次に「67Ga シンチ」であるが、そのような検査は存在しない。 そもそも「シンチ」というのは俗称であって、正しくは「シンチグラフィ」という。 臨床的に67Ga が使われているのは現状では67Ga-クエン酸 シンチグラフィだけであるから、 「67Ga シンチ」とは、これのことを言っているのだろう。 しかし核医学検査においては「どの核種を用いるか」も重要であるが、「どの薬剤を標識しているか」も同様に重要なのであって、「クエン酸」の部分を省略してはならない。

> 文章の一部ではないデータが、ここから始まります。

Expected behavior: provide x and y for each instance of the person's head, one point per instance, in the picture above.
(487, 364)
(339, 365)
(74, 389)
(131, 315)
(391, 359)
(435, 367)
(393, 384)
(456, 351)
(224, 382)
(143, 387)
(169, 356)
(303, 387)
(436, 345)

さて、67Ga-クエン酸の集積機序は不明であるが、 基本的には、Positron Emission Tomography (PET) で用いるフルオロデオキシグルコース (FDG) と同様の集積パターンを示すらしい。 従って、歴史的に悪性腫瘍の検索目的で使用されてきたが、近年では FDG-PET の普及に伴って、実施されなくなってきている。 金原出版『核医学ノート』第 5 版によれば、投与直後には Ga-クエン酸は腎から排泄されるが、撮像を行う頃には肝排泄が主であり、腎臓はほとんど描出されないという。
もちろん侵襲性が強く時間のかかる検査であるから、腎炎を疑っている場合に、その診断目的で施行するべきではない。 しかし Ga-クエン酸は炎症部位にも集積するのだから、状況によっては、間質性腎炎の診断の助けにはなる。